Need help with MCCI LMIC and TTN / "JOIN_WAIT" issue

I need help with LMIC and TTN.

In my paxcounter project i ran into a problem which won’t fix, resulting in paxcounter software is currently unusable with TTN.

With current version 3.0.99.x of MCCI LMIC joins stuck in a loop with join requests.

This is not a hardware / device dependent problem. Same test devices joined with previous MCCI LMIC versions. The bug came in start of Sep 2019. I discussed this issue with the maintainer of MCCI LMIC, result is so far that this doesn’t look like a bug in LMIC.

Sometimes joins are succesful after a couple of minutes, when LMIC has climbed on higher SF levels.

The problem can be reproduced with the OTAA compliance test script found in the MCCI LMIC repository.

After a gateway reset next joins seem to be immediately succesful, but after a while the issue recurs. This could be a pointer to a duty cycle related problem.

Could some of you with LMIC experience please install this compliance script on ESP32 board, and run it on top of arduino-esp32 core?
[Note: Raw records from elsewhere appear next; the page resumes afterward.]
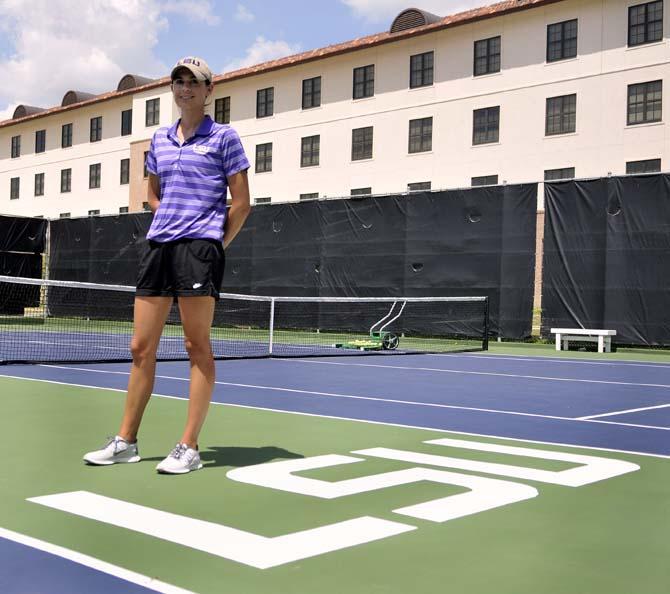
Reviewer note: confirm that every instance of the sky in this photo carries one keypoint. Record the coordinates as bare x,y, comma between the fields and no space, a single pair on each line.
48,47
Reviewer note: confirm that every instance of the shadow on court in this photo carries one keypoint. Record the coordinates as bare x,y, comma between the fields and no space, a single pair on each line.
215,456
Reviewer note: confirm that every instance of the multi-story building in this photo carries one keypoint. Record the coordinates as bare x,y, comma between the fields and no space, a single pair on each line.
521,91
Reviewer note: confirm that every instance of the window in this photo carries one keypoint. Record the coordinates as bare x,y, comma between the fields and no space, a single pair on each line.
562,41
361,143
647,166
96,129
94,176
66,180
126,122
14,185
645,23
311,92
153,112
265,102
16,147
421,70
561,115
39,184
484,180
556,174
66,136
264,157
40,141
418,187
309,151
487,56
420,135
361,192
486,125
125,172
645,102
222,110
364,81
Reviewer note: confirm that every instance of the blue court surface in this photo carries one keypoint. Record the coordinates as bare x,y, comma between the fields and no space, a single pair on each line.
612,408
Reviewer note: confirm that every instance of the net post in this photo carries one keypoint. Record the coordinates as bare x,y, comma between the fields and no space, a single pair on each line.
272,323
485,342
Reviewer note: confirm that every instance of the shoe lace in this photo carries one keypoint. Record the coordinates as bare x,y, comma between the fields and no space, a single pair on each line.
178,451
114,440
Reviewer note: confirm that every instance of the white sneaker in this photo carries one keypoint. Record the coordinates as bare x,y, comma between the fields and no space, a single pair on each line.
117,451
181,460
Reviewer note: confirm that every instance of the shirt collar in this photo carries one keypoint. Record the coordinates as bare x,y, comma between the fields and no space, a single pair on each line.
204,129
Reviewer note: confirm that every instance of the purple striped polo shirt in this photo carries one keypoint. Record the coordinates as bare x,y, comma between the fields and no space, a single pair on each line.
193,180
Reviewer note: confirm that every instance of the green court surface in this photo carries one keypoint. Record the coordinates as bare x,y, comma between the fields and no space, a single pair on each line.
606,537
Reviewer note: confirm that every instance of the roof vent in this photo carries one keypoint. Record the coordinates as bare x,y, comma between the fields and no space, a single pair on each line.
411,18
22,111
130,81
75,97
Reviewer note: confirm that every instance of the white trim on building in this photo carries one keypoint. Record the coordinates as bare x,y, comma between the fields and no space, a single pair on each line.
594,135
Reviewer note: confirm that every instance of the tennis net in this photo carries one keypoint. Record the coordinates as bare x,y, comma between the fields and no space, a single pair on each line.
61,321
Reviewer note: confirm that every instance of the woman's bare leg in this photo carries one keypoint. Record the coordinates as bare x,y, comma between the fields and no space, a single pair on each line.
197,314
150,315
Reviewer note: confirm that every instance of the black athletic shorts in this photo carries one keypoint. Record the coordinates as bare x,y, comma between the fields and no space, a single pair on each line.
182,268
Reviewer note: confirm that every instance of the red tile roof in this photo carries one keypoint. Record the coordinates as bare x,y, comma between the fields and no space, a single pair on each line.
454,20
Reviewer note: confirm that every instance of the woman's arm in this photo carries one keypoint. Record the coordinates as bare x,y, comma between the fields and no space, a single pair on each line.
154,192
240,207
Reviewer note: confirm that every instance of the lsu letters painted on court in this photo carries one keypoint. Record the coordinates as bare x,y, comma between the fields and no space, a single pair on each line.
265,552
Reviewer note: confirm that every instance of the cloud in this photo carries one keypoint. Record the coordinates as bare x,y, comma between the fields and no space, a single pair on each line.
263,50
384,11
59,45
243,14
198,11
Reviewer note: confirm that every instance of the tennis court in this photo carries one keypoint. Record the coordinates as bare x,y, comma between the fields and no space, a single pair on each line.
483,472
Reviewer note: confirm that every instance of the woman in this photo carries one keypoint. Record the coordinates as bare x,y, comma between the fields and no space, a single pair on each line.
190,165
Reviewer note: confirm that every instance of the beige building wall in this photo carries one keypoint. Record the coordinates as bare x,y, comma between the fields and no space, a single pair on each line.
601,144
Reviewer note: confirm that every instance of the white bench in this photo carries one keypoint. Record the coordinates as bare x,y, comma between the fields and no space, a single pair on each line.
566,335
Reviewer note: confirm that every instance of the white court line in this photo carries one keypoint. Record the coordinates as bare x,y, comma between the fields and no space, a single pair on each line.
553,359
486,373
373,398
368,421
623,412
93,563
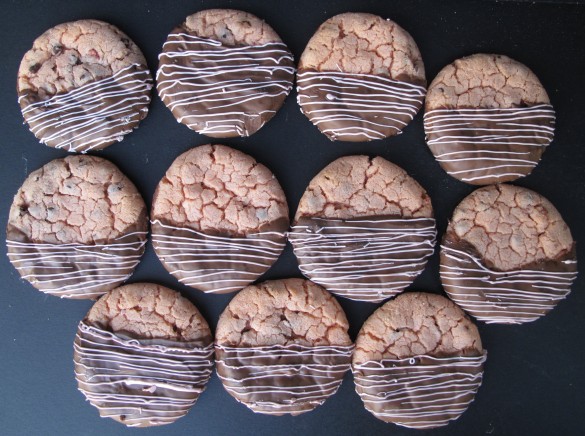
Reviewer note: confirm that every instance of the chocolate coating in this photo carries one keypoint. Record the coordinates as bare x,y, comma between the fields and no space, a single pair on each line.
365,258
357,107
83,86
214,262
282,379
506,297
483,146
420,392
77,271
224,88
418,361
140,382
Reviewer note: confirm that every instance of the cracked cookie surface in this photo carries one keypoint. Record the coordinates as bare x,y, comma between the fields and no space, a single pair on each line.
417,323
360,78
149,311
359,186
231,27
283,312
77,199
486,81
488,119
360,43
224,73
83,86
70,55
214,188
511,227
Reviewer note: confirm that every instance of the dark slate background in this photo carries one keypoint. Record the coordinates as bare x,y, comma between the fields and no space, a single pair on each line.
534,378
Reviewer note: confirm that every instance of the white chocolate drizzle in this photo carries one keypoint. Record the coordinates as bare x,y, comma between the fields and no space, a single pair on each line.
222,90
140,382
368,259
477,144
77,270
94,115
421,391
215,264
358,107
281,379
505,297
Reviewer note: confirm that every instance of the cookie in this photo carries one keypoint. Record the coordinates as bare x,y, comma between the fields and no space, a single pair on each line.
224,73
218,219
83,86
488,119
143,355
282,346
507,255
418,361
360,78
363,229
77,227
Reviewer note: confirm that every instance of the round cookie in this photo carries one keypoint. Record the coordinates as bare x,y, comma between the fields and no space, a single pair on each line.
360,78
143,355
83,86
282,346
224,73
507,255
77,227
218,219
418,361
488,119
363,229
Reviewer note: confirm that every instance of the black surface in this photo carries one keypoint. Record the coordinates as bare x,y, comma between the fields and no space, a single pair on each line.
534,379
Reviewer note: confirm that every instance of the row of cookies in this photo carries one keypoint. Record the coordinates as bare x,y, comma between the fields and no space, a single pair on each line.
143,354
363,230
224,73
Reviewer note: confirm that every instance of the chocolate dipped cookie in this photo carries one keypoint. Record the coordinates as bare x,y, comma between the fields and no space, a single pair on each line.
218,219
224,73
143,355
83,86
360,78
282,346
77,227
363,229
488,119
507,255
418,361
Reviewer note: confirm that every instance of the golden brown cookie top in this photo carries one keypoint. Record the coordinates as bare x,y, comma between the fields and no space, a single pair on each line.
359,186
283,312
72,54
511,227
359,43
77,199
485,81
417,323
216,188
230,27
149,311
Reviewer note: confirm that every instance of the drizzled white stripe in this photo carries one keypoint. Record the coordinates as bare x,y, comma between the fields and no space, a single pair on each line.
357,105
419,395
93,115
364,259
79,268
509,297
501,139
266,387
215,263
222,80
149,384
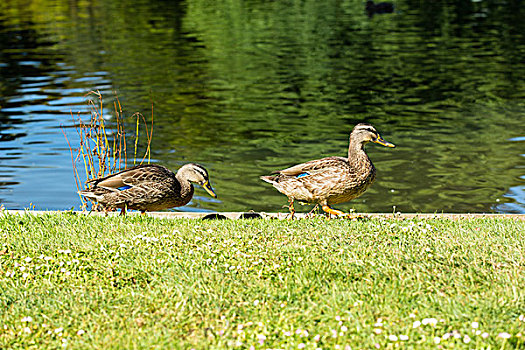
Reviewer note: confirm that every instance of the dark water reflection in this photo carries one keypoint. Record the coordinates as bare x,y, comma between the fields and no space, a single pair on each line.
249,87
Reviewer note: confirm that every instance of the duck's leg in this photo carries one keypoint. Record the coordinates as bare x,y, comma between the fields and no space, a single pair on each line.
310,213
331,211
291,208
123,210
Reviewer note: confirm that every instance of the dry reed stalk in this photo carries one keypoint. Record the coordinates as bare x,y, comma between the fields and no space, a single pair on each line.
102,149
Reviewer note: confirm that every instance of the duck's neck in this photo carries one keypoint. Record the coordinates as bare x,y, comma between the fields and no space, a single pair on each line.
357,155
185,184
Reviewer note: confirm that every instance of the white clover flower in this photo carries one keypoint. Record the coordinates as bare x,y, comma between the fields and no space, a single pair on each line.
430,321
392,337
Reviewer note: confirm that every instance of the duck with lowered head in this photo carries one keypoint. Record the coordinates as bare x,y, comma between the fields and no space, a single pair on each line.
148,187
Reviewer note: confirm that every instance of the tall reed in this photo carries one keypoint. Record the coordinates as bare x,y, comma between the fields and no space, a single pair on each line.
102,145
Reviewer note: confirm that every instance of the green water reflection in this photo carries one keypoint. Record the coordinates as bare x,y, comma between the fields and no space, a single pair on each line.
247,87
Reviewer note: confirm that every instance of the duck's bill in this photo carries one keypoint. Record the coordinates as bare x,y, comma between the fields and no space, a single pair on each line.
208,189
382,142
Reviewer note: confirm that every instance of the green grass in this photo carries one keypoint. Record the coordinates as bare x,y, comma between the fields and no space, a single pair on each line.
138,282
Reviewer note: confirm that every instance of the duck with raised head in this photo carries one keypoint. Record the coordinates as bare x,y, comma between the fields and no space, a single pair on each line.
148,187
331,180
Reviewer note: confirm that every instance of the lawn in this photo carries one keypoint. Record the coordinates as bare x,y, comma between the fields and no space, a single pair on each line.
71,281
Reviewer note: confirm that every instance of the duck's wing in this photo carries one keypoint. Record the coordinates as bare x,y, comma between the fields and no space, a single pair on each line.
314,167
139,175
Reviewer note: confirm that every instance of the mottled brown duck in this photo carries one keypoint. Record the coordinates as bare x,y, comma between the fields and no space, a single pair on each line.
148,188
331,180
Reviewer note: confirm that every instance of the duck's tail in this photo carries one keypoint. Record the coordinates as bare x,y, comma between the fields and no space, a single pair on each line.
270,179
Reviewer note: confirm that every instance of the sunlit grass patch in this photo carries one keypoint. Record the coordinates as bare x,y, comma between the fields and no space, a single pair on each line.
92,282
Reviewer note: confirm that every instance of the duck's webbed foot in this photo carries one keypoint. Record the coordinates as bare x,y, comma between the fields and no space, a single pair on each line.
331,211
311,212
291,208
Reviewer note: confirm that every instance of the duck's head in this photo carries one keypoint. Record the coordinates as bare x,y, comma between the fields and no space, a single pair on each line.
198,174
364,133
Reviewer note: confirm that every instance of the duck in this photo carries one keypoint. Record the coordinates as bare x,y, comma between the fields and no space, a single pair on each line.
331,180
148,187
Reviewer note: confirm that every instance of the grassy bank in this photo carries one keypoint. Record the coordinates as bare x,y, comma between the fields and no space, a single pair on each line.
139,282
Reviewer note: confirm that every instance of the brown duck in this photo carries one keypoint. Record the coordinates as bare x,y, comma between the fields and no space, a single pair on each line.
331,180
148,187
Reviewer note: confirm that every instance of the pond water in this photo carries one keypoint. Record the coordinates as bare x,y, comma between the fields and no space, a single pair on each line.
247,87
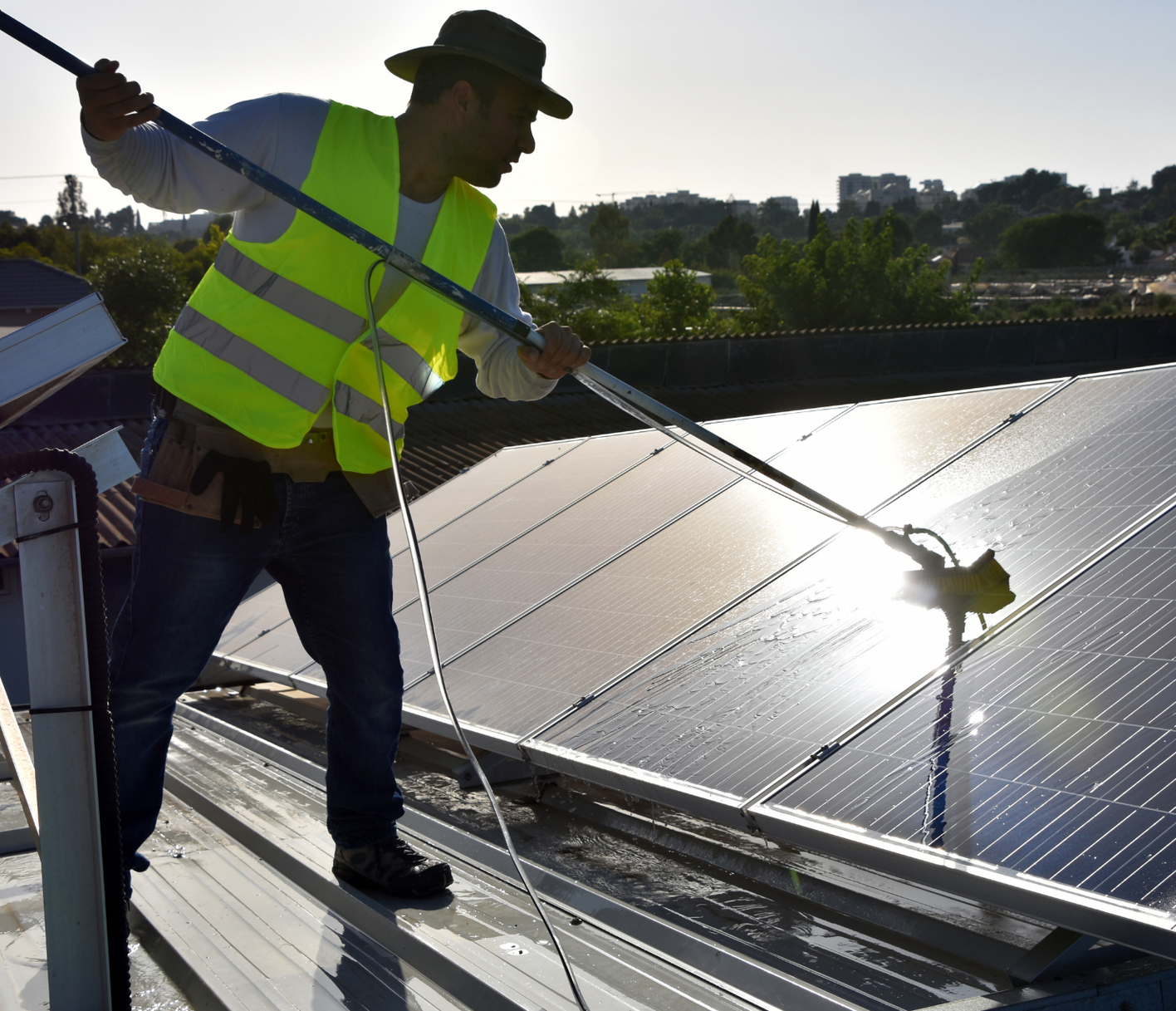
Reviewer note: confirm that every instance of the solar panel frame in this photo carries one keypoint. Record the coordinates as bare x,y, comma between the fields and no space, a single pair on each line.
548,748
1057,827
My assumption is, that this issue appears with EU868 frequency scheme only, and maybe only with TTN, not with e.g. LoRa-Server.

I spent a lot of time in analyzing this, but didn’t find evidence where to look at. Need some help.

Thanks.

Output of OTAA compliance script:

main.cpp
LMIC version 3.0.99.5 configured for region 1.
Remember to select ‘Line Ending: Newline’ at the bottom of the monitor window.

calibration not supported
Packet queued
316928 (5070 ms): LMIC_setTxData_strict, datum=0x1000004. opmode=0
316943 (5071 ms): EV_JOINING
741091 (11857 ms): EV_TXSTART: ch=1 rps=0x01 (SF7 BW125 CR 4/5 Crc IH=0), datarate=5, opmode=88C, txend=741141, avail=0
745010 (11920 ms): radio_irq_handler_v2: LoRa, datum=0x8. opmode=88C
1055259 (16884 ms): EV_RXSTART: freq=868.3 rps=0x81 (SF7 BW125 CR 4/5 NoCrc IH=0), datarate=5, opmode=88C, txend=745006, avail=0, delta ms 4964
1059947 (16959 ms): radio_irq_handler_v2: LoRa, datum=0x80. opmode=88C
1119947 (17919 ms): EV_RXSTART: freq=869.5 rps=0x86 (SF12 BW125 CR 4/5 NoCrc IH=0), datarate=5, opmode=88C, txend=745006, avail=0, delta ms 5999
1134447 (18151 ms): radio_irq_handler_v2: LoRa, datum=0x80. opmode=88C
1134573 (18153 ms): EV_JOIN_TXCOMPLETE, saveIrqFlags 0x80

EV_JOIN_TXCOMPLETE means LMIC stack has completed sending a join request, but did not get (or did not finish processing) a join accept message in time, thus could not join the network.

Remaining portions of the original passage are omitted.